Under the new rules, groups must notify the DOA of a gathering of 12 or more people two business days before the event takes place. The notification may be sent by phone, email, in person or by a state form, according to the statement. There is no limit on the number of notifications groups and individuals can submit.
That's a good resolution of the problem. There's a long tradition of spontaneous protests in the Wisconsin Capitol building, and the permit requirement interfered with it. Yeah, sometimes the protests get way out of hand, and the building does require security that varies when a lot of people show up at once, but focus on those real issues. Don't have a policy that's designed — or seems to be designed — to suppress spontaneity.

13 comments:

mrs. e said...

Seems like a legitimate compromise.

betamax3000 said...

It Seems to Make Sense: Something Must Be Wrong.

Inga said...

It's still two days, so not completely spontaneous. However it's an improvement from the supression expression altogether. If a person wears a shirt or hat with a protest slogan without a permit, will that still be considered illegal, I wonder.

betamax3000 said...

Naked Park Ranger Robot Says:

Under the new rules, groups must notify the Federal Park System of a gathering of 2 or more people in a Federal Park two business days before the event takes place. The notification may be sent by phone, email, in person or by a state form. There is no limit on the number of notifications groups and individuals can submit. You Will Be Notified Within Ten Business days if Your Gathering is Accepted.

Inga said...

Supression OF expression.

Dr.D said...

All of the anti-Walker protest worked out so well for Wisconsin, I can see why you would want some more (/sarc off). What did it cost to restore the capitol after all of that? A pretty penny I'm sure. But it was sure worth it. Otherwise, those folks would have been working, studying, or engaged in other productive pursuits.
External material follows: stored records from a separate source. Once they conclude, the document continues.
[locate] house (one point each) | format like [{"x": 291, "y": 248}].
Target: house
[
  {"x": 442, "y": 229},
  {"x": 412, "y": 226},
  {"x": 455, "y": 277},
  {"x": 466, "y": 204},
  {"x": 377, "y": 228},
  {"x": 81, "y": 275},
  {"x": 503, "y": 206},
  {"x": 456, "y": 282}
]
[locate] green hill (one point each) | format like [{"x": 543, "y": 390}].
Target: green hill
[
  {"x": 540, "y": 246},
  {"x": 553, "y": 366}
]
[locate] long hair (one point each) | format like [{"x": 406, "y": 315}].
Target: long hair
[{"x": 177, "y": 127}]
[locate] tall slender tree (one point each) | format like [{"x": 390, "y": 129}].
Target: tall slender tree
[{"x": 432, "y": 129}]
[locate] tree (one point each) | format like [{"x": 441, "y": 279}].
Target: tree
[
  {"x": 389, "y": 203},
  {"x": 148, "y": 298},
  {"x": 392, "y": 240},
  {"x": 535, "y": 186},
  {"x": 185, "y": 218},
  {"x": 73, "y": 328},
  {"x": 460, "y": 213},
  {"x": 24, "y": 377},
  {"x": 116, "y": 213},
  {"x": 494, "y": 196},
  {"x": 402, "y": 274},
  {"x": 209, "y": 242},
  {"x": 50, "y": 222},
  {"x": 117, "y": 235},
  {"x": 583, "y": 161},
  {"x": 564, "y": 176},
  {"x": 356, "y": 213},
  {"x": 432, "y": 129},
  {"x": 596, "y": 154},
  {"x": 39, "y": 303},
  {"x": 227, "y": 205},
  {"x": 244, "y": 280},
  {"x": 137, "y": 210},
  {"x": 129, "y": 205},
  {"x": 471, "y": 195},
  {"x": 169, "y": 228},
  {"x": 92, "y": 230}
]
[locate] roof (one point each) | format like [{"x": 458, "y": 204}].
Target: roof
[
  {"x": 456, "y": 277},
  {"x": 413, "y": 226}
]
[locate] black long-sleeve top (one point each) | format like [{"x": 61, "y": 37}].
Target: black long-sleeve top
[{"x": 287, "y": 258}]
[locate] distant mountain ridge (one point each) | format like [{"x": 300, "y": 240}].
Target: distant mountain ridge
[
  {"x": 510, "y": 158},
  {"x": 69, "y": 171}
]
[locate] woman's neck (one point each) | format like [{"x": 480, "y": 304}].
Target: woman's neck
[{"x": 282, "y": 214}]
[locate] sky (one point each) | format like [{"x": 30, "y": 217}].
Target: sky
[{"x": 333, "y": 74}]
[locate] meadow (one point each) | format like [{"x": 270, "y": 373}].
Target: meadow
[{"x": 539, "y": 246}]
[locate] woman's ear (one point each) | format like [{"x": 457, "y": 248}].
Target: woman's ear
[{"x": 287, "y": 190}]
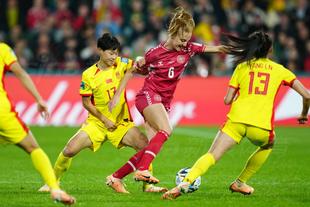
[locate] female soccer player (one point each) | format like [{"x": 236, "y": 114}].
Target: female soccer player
[
  {"x": 13, "y": 130},
  {"x": 251, "y": 93},
  {"x": 164, "y": 65},
  {"x": 98, "y": 85}
]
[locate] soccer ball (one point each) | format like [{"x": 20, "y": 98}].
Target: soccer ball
[{"x": 182, "y": 174}]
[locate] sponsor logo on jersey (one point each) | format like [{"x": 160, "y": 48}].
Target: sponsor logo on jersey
[
  {"x": 180, "y": 59},
  {"x": 157, "y": 98},
  {"x": 124, "y": 60},
  {"x": 82, "y": 85}
]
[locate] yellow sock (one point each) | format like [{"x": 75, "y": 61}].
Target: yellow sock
[
  {"x": 43, "y": 165},
  {"x": 146, "y": 185},
  {"x": 255, "y": 161},
  {"x": 62, "y": 164},
  {"x": 200, "y": 167}
]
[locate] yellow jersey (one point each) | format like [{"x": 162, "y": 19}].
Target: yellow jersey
[
  {"x": 101, "y": 86},
  {"x": 7, "y": 58},
  {"x": 258, "y": 83}
]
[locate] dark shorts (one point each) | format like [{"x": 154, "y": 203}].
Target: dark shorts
[{"x": 145, "y": 98}]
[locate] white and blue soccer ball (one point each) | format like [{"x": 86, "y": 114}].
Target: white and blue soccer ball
[{"x": 182, "y": 174}]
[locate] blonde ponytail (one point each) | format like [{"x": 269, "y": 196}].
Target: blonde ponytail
[{"x": 181, "y": 20}]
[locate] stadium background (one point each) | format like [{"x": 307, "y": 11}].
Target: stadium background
[
  {"x": 57, "y": 38},
  {"x": 55, "y": 45}
]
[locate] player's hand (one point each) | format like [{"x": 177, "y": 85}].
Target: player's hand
[
  {"x": 113, "y": 102},
  {"x": 139, "y": 63},
  {"x": 110, "y": 125},
  {"x": 42, "y": 109},
  {"x": 302, "y": 119}
]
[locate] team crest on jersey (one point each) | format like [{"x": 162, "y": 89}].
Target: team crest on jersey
[
  {"x": 82, "y": 85},
  {"x": 118, "y": 75},
  {"x": 180, "y": 59},
  {"x": 157, "y": 97},
  {"x": 13, "y": 53},
  {"x": 124, "y": 60}
]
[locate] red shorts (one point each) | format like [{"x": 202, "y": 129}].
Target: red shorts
[{"x": 146, "y": 98}]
It seems to me that a lot of discouragement of spontaneity is in order.

Ann Althouse said...

"It's still two days, so not completely spontaneous."

Good point, but I think the challenged policy was only to things that were, in fact, planned. I'd like to see the text of the settlement.

Scott M said...

Couldn't he have just reduced the require to shoes? That would have kept a quarter of those dirtysmellyhippies away :)

Inga said...

I'm wondering too, if wearing clothing with protest slogans in groups of people more than 12 need such a permit. As I understand it, people were getting arrested for wearing such clothing while remaining silent. Is clothing the same as holding a sign?

El Pollo Raylan said...

"Supression OF expression" = compression repression

El Pollo Raylan said...

This turn of events should be termed the "Kohl-Riggs full employment act"

Mark said...

So happy to hear the shenanigans are over. The arrest policy was a giant mistake - one that cost $88,000 in this case alone. The Damon Terrell case could be expensive, too.

The settlement can be found here:
http://www.thewheelerreport.com/wheeler_docs/files/1008doaacluagreement_02.pdf

MadisonMan said...

The arrest policy was a giant mistake

Understatement.

This seems like a good compromise, but like others, I'm curious how a truly spontaneous event would work. Legislative hearings sometimes have very short notice. It would be nice to tie the two things together.